I have also tried out flags=re.M and various look-aheads and -behinds, but the main question seems to be: how can I remove either the first or the last occurrence of \n in a matching string, depending on which on exists - but not both, if both do exist?


Solution

  • There are three cases to take into account in your re.sub() call to remove lines with a b in them:

    1. patterns followed by an end of line character (eol)
    2. the last line in the text (without a trailing eol)
    3. when there is only one line with no trailing eol

    In that second case, you want to remove the preceding eol character to avoid creating an empty line. The third case will produce an empty string if there is a "b".

    Regular expressions' greed will introduce a fourth case because there can't be any pattern overlaps. If your last line contains a "b" and the line before that also contained a "b", case #1 will have consumed the eol character on the previous line so it won't be eligible to detect the pattern on the last line (i.e eol followed by the pattern at the end of text). This can be addressed by clearing (case#1) consecutive matching lines as a group and including the last line as an optional component of that group. Whatever this leaves out will be trailing lines (case#2) where you want to remove the preceding eol rather than the following one.

    In order to manage repetition of the line pattern .*b.* you will need to assemble your search pattern from two parts: The line pattern and the list pattern that uses it multiple times.
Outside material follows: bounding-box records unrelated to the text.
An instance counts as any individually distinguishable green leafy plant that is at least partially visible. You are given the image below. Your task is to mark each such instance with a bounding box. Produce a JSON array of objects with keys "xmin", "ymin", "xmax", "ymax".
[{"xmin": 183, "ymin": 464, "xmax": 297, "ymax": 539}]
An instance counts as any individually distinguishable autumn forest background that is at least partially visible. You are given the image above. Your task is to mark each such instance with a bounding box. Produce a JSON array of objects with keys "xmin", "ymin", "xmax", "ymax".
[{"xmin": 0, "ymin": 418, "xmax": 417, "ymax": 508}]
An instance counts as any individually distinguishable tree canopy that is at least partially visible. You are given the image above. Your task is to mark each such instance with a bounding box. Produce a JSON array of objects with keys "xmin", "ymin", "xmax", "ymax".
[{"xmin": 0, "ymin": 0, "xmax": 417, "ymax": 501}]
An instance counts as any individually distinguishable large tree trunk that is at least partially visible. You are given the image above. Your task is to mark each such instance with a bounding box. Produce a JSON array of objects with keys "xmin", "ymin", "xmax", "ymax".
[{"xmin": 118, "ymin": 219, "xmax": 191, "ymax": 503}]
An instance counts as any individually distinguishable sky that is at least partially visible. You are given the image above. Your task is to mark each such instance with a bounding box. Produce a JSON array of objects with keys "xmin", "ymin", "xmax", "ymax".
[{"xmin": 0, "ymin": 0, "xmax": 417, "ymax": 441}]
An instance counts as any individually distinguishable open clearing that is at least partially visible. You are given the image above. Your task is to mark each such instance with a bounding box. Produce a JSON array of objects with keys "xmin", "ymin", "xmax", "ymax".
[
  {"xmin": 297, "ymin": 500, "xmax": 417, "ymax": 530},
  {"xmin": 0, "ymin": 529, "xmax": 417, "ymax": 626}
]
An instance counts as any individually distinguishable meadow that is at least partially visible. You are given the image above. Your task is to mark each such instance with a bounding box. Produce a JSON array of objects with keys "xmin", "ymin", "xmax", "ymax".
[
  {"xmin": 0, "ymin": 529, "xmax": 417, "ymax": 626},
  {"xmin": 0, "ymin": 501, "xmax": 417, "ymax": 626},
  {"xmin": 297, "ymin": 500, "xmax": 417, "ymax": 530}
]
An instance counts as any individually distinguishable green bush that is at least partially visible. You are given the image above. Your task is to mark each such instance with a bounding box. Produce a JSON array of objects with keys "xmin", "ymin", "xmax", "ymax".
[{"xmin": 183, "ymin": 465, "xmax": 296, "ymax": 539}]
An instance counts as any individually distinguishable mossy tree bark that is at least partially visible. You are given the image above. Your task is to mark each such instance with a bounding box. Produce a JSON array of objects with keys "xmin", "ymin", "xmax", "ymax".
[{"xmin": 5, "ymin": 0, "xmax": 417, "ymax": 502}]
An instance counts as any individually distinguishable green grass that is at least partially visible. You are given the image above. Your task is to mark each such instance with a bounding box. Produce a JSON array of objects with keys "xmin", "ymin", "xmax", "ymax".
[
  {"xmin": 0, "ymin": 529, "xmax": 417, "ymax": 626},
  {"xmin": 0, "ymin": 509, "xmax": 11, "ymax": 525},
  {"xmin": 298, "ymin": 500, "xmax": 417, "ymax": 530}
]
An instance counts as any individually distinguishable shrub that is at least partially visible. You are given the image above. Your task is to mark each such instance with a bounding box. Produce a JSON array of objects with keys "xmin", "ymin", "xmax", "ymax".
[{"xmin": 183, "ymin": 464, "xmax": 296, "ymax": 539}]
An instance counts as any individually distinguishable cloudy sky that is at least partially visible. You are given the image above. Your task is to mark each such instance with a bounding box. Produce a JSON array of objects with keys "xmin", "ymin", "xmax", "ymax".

Since we're already deep in regular expressions, why not use re.sub() to do that as well.

    import re
    
    LinePattern = "(.*b.*)"
    ListPattern = "(Line\n)+(Line$)?|(\nLine$)|(^Line$)" # Case1|Case2|Case3
    Pattern     = re.sub("Line",LinePattern,ListPattern)
    
    String  = "aba\naaa\naba\naaa\naba"
    cleaned = re.sub(Pattern,"",String)
    

    Note: This technique would also work with a different separation character (e.g. comma instead of eol) but the character needs to be excluded from the line pattern (e.g. ([^,]*b[^,]*) )